In Medea this is done through the chorus’ comparison between Medea and “a wild bull”[1], in addition to the Nurse’s speech, in which she describes Medea as “wild and hateful”1 and later tells her “beware a royal temper”[2]. In Miss Julie the conversation between Jean and Christine recounts how Julie made her ex-fiance “jump over her hiding whip like a dog”[3] thus showing her need to dictate and dominate men. The whip is symbolic of Julie’s desire to enslave men, whom her mother raised her to despise. As aforementioned, both female protagonists begin the play seeking power rather than actually possessing any real form of power.

This is evident in their unconventional behaviour. Both Julie and Medea begin the play as outcasts in their respective societies. Julie opts to stay home with servants during a midsummer festival rather than attend a social function with her father. Similarly, Medea is an outcast following Jason’s betrayal. Both characters have suffered from rejection by male partners, which results in loss of social status, embarrassment and desperate desire to regain this power. Although Julie and Medea display this in different ways in the opening scenes, it is apparent from their behaviour that they both believe they are entitled to power.

In an attempt to regain power, Julie and Medea attempt to exert power over their male counterparts; at times, through words and actions, they abuse the power they believe they possess, to dominate men. Julie constantly playfully manipulates Jean yet simultaneously reminds him of her superiority. Julie invites Jean to drink with her, “A gentleman should keep his lady company”[4]. By referring to herself as “his”, she is leading Jean on for her own entertainment. Jean’s reaction is cautious as he “hesitates”5 before he finally “drink to (my) health”5.

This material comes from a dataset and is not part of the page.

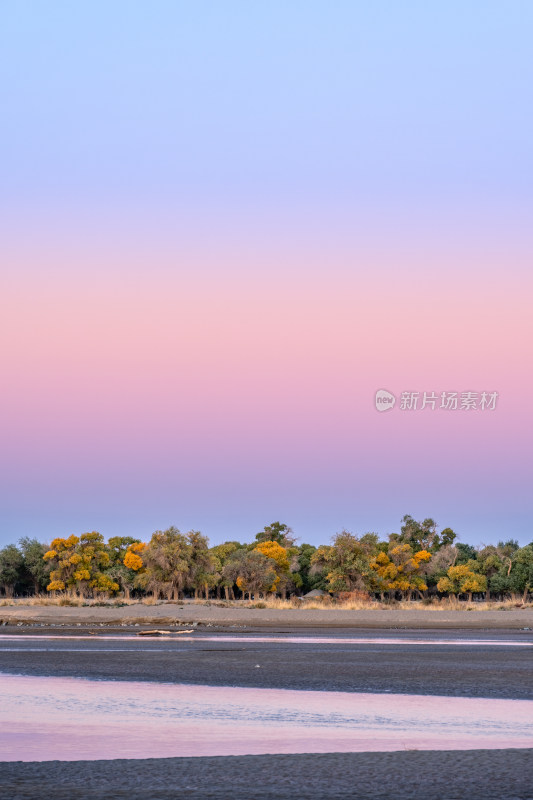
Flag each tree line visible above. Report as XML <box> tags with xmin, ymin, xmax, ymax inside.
<box><xmin>0</xmin><ymin>515</ymin><xmax>533</xmax><ymax>602</ymax></box>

Her assumption of power, and sexual games continue and she finally commands him to, “kiss my shoe! ”5 She is ultimately reminding Jean of her authority to enslave him, purely because of her social position. Julie’s coy behaviour gives Jean the confidence to attempt to kiss her. Her reaction – slapping him, rejecting such familiarity and making her position clear – is the ultimate proof of her belief in her superiority. This indicates that Julie feels the authority to reject him at will while simultaneously satisfying her need to subject Jean to her whims and thus feeding her appetite to dominate.

Later in the scene, Julie again uses her position when Jean warns her that the servants may be gossiping about them; Julie is appalled and says, “I am in love with the footman? ”[5] Referring to Jean by his title shows Julie’s sadistic delight in demeaning him and emphasizing her social superiority. This fluctuation of her need for and rejection of Jean may be indicative of insecurity and loss resulting from her traumatic upbringing and again, having been rejected by one of her social class; this could account for her need to regain power.

Medea’s irrational behaviour is also due to her loss of power and control caused by her husband, Jason, who abandoned her and married Glauce, princess of Corinth. The Nurse explains this in her opening speech; “Medea rages at her loss of honour”[6]. Medea declares that Jason’s betrayal comes at the expense of her social status, home, dignity, and security; she claims to be “alone…stateless, dishonored by (my) husband” [7]Medea’s fury knows no limit as evidenced when she mentions, “Cursed boys, I wish you dead, your father too”3 in line 103; she is determined to seek revenge whatever the cost, and revenge is the murder her and Jason’s sons.

Because they are precious to Jason, she will deprive him of them and resultantly destroy and triumph over him. She has all the means to carry out her hideous crime “with such deadly poisons”[8]. Medea despises Jason’s ingratitude that seems to have forgotten that she murdered her brother and was involved in the murder of Pelias for Jason’s benefit. Because of this, her anger overrides her maternal instinct and triggers her all-consuming desire for the power to destroy any chance of happiness for Jason. Medea exercises her power over Jason through her passionate hatred, rage and her magical power.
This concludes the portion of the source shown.